Gastropods of the genera Helicella and Cernutella, known as hosts of the trematoes causing dicrocoeliosis in ruminants (Otranto and Traversa 2002), are found in this area and may also potentially act as intermediate hosts for M. polonicum. Unfortunately, no studies have been carried out on the competence of gastropod populations of Central Italy as hosts of M. polonicum.
Diffusion of M. polonicum in these geographic areas could be linked to similar drivers at the basis of the epidemiologic changes occurring for other parasites, including some emergent metastrongyloid nematodes of pets and wildlife animals (Di Cesare et al. 2013).

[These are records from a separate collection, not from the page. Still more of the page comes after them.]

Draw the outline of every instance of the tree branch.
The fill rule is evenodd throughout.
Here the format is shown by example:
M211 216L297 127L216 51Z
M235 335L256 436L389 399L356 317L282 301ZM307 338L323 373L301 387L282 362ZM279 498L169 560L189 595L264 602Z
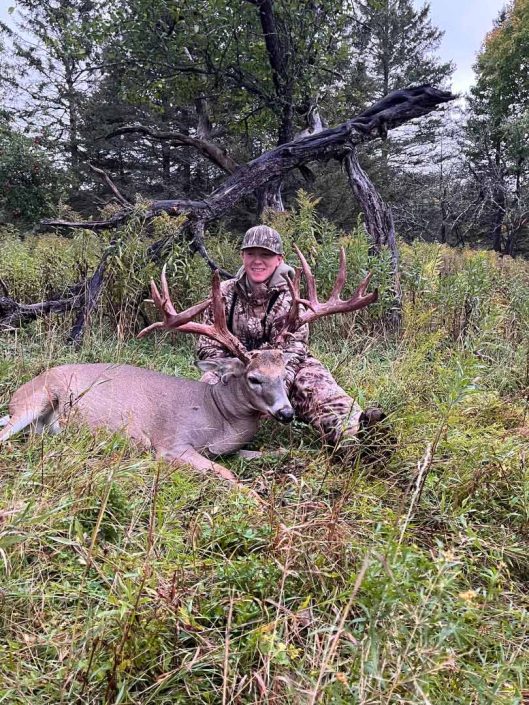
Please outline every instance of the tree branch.
M190 137L189 135L184 135L182 132L156 132L151 130L150 127L145 125L126 125L125 127L120 127L108 135L105 135L105 139L110 139L111 137L117 137L118 135L130 135L138 133L150 137L153 140L159 140L160 142L169 140L175 146L187 146L194 147L207 159L216 164L220 169L227 172L228 174L233 174L239 167L239 164L232 159L226 151L206 139L201 137Z
M90 162L88 163L88 166L93 172L95 172L96 174L99 174L100 176L102 176L105 179L109 189L112 191L114 196L117 198L119 203L121 203L121 205L124 208L132 208L132 203L130 201L127 201L125 196L123 196L121 191L118 189L116 184L112 181L112 179L110 178L110 176L107 174L107 172L104 169L100 169L99 167L94 166L93 164L90 164Z
M282 144L248 164L239 166L216 191L202 201L185 199L153 201L145 213L145 218L150 219L161 213L167 213L170 216L187 215L189 220L207 224L223 215L246 194L255 192L273 179L283 177L292 169L312 161L341 160L351 146L375 140L387 130L427 115L439 105L456 97L448 91L441 91L431 86L393 91L358 117L338 127L327 128L302 139ZM138 128L122 129L131 132ZM51 227L103 230L118 227L129 216L130 213L124 211L112 218L99 221L44 220L41 222L40 230Z

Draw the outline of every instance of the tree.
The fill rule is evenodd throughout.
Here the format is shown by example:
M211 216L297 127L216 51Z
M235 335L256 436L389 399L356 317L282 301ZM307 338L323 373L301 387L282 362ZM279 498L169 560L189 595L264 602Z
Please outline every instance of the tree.
M0 124L0 221L28 225L51 215L64 186L38 142Z
M19 0L10 32L16 96L26 130L40 133L79 169L79 119L84 95L97 80L105 22L101 0Z
M529 1L503 10L478 55L466 153L494 250L513 254L529 218Z

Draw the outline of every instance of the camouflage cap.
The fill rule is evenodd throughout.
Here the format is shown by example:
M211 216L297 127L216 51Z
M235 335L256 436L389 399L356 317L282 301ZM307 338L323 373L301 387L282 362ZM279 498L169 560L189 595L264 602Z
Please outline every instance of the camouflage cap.
M283 254L281 235L268 225L256 225L246 231L241 250L247 250L249 247L262 247L263 250L270 250L276 255Z

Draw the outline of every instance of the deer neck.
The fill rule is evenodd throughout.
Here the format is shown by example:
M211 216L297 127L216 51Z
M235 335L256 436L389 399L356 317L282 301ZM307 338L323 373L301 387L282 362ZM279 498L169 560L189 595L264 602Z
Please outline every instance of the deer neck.
M244 382L240 377L231 379L227 384L211 384L208 391L215 406L228 422L240 419L256 420L260 415L248 401Z

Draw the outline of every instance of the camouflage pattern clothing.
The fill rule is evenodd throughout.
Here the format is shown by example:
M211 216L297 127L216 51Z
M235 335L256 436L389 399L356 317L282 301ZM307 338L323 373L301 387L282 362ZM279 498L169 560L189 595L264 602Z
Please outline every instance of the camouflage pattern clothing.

It is interesting to note that the Eurasian Blackbird does not represent the typical definitive avian host for M. polonicum. However, compared to other passerine birds, such as Blue-crowned Laughingthrush (Garrulax courtoisi), Blackbirds seem to show a greater intensity of infestation and much-more severe effects, suggesting a possible higher susceptibility (Machalska 1980; Delaski et al. 2015; Galosi et al. 2019; Sitko and Heneberg 2020). The small body size of Blackbirds and the associated high risk of tracheal and bronchiolar obstruction by massive infections of cestode, nematode, and acanthocephalan species (Galosi et al. 2019), as well as local inflammatory reaction, might increase the pathogenic effect of M. polonicum in this species.
Regarding local prevalence of this condition, 16 Eurasian Blackbirds were examined in our laboratories from November 2018 to November 2020, with only these two cases of AST being detected (12.5%).
Lesions related to AST caused by M. polonicum have been occasionally reported in the literature (Delaski et al. 2015; Galosi et al. 2019). The pathologic findings we report confirm granulomatous airsacculitis as the primary expression of the severe respiratory clinical form associated with M. polonicum (Galosi et al. 2019). Additionally, for the first time, airsacculitis was observed in association with heterophilic interstitial pneumonia and multiple granulomas around degenerated trematodes in air sacs and other organs. In contrast to previous reports (e.g., Delaski et al. 2015), no signs of airway obstruction were identified in our cases. The severe thickening of the air sacs and the pulmonary interstitium extension due to edema, fibrin deposition, and inflammatory cells infiltration, as well as the presence of numerous trematodes in the lumen of the air sacs, might be considered, in our cases, the most relevant cause of the respiratory failure and consequent death, as seen in one Blackbird, or making the animal less responsive and more prone to predation, as seen in the second case.
Based on our results and on previously published findings (Galosi et al. 2019), severe health implications for Eurasian Blackbirds caused by M. polonicum infection should be considered in Italy and in other European or Mediterranean Countries.